Efsane çöktü. Türk işçi sınıfının yüz akı, sendikacılığın son kalesi yıkıldı. Bir zamanlar; toplu sözleşmeleri dört gözle beklenen, diğer sendikalara örnek olup onların işçisine moral veren, başkanının konuşmadığı her eylemin sönük geçtiği sendikal hareketin ve emek mücadelesinin en önemli yapısının kapısı mühürlendi.
Benim bu umutsuzluğuma karşı belki bir yerlerde yeniden yeşerecek mücadele tohumları vardır bilemem ama şu an için işçinin elindeki son fırsatı da kaçırdığından adım gibi eminim.
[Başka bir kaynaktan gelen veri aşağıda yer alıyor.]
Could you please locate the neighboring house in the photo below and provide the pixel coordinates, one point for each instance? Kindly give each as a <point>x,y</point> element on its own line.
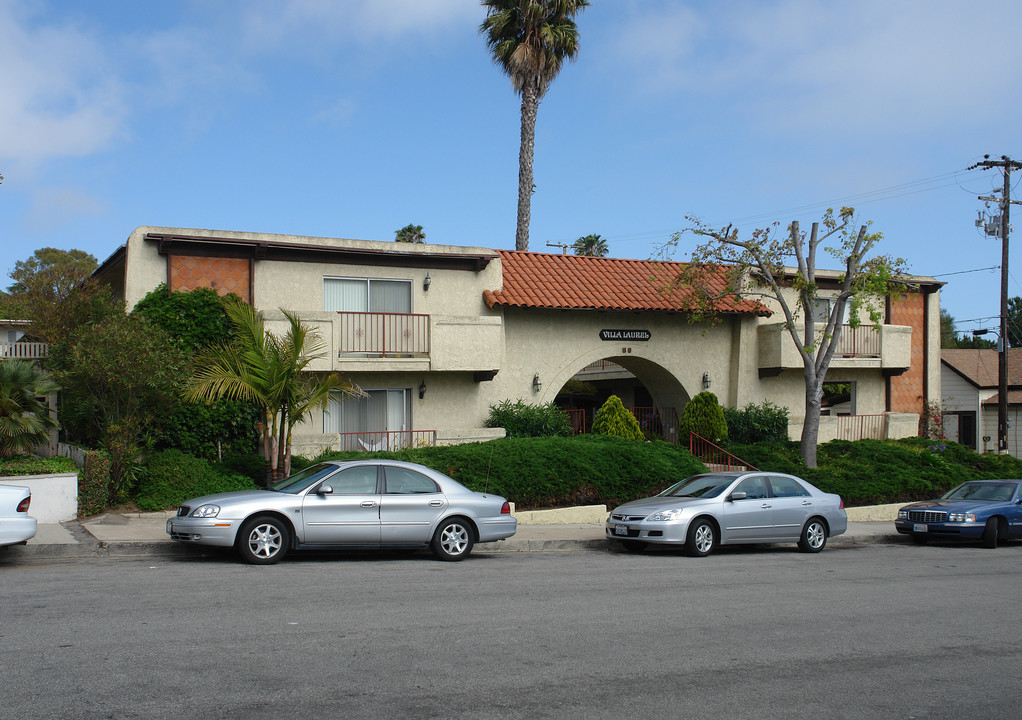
<point>13,345</point>
<point>970,398</point>
<point>436,334</point>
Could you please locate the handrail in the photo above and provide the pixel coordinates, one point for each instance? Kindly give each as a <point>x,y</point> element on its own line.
<point>709,453</point>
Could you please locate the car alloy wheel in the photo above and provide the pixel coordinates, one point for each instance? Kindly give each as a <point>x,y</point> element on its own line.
<point>263,540</point>
<point>701,538</point>
<point>453,540</point>
<point>814,536</point>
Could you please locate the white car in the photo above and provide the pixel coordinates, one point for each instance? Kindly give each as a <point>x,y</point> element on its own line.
<point>15,525</point>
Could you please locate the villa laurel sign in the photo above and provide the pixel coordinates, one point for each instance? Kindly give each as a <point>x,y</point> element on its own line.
<point>633,335</point>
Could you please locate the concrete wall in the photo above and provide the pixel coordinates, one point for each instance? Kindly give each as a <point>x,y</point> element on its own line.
<point>54,497</point>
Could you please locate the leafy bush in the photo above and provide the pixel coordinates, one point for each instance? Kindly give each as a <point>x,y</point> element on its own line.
<point>94,484</point>
<point>756,423</point>
<point>702,415</point>
<point>614,419</point>
<point>30,465</point>
<point>551,472</point>
<point>171,477</point>
<point>521,420</point>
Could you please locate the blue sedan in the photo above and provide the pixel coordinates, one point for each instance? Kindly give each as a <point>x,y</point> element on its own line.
<point>989,511</point>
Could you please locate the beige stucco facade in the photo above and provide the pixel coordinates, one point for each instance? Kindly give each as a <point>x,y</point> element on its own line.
<point>466,356</point>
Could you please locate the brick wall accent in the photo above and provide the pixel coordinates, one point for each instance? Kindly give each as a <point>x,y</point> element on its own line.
<point>907,389</point>
<point>222,274</point>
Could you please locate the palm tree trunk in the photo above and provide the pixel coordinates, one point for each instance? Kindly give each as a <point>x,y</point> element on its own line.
<point>529,108</point>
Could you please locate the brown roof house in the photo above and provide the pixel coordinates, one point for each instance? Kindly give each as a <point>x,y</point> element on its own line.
<point>437,334</point>
<point>969,398</point>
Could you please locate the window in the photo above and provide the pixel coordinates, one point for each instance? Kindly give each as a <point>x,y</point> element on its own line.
<point>360,480</point>
<point>404,481</point>
<point>377,422</point>
<point>367,295</point>
<point>754,488</point>
<point>786,487</point>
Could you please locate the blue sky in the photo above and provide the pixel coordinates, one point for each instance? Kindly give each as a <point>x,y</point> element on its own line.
<point>355,117</point>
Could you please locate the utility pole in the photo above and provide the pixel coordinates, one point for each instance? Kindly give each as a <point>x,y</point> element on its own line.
<point>1007,164</point>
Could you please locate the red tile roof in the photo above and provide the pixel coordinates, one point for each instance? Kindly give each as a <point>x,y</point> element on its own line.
<point>577,282</point>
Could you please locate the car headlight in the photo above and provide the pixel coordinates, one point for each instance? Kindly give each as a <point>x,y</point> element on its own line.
<point>961,517</point>
<point>664,516</point>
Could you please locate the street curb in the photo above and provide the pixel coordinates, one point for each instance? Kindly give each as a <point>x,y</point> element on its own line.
<point>169,548</point>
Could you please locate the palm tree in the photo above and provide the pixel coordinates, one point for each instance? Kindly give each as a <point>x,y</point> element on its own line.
<point>591,245</point>
<point>410,233</point>
<point>270,371</point>
<point>25,419</point>
<point>529,40</point>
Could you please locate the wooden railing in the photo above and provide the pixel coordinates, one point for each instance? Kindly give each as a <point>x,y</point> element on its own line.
<point>862,427</point>
<point>393,440</point>
<point>383,334</point>
<point>24,350</point>
<point>862,341</point>
<point>713,457</point>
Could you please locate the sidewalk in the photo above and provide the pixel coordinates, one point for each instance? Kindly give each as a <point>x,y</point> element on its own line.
<point>145,534</point>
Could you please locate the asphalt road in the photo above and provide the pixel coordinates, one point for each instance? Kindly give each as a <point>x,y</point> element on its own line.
<point>883,631</point>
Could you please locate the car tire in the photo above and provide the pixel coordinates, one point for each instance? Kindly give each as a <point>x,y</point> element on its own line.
<point>990,534</point>
<point>453,540</point>
<point>814,536</point>
<point>701,538</point>
<point>264,540</point>
<point>634,545</point>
Bir ara acaba mı dediysem de toplumun genelinde sendikanın gerekliliği konusunda yeterli bir duyarlılık olduğundan hep kuşku duymaktaydım.
Şimdilerde herkesin bu fikirde olduğundan emin olmama karşın uzun bir süre kimseden bir hareket gelmeyeceğine eminim. Değil mi ki, insanlar nedenleri ve akılsızlıklarını tartışacaklarına ha bire sorumlu arayıp birbirlerine saldırıyorlar, bu da geleceğin karanlığının ve soğukluğunun habercisidir herkesin bilgisine… Bu sonucun nedenleri kitaplara sığamayacak kadar çok, ama ilk bakışta görülebilecek kadar da basittir.
İktidar hırsı, inat, kişisel çıkarlar ve desteğini kaybettiği toplumun kendisini istememesi fikri karşısında o topluma karşı kinlenerek onları cezalandırma güdüsü…
Bazılarının derdi bu olabilir ama, çalışana olan nedir? Sebepler ne olursa olsun emeği ile kazanıp adam gibi yaşamak isteyen bir işçi, kendi örgütünün dağılmasına böyle duyarsız kalabilir mi? Eğer kalırsa, sonuçlarına katlanmak zorundadır. Bundan sonra olacak budur ve THY çalışanı kendi elleriyle ayaklarına kölelik prangasını vurmuştur. Ne yazık ki, ülkedeki korku imparatorluğunu son günleri yaklaşmakta iken THY çalışanları biraz daha dayanmayı başaramayarak korkunun esiri olup o güzelim yapıyı canlandıracağına ölüme terketmiştir.
Bu vesile ile THY’ye yeni bir Skytrax ödülü verilmeli. Zira hem yöneticiler, hem de çalışanlar bu ödülü analarının ak sütü gibi hak ettikler. Çünkü; bildiğimiz kadarıyla dünya sivil havacılık tarihinde, şirket yönetim kurulu başkanının aynı zamanda çalışanların sendikasının da başkanı olduğu başka bir örnek yok… Bu bakımdan, çalışanın hür iradesine saygı göstererek sayın Hamdi Topçu’ya her iki görevinde de başarılar dilerim.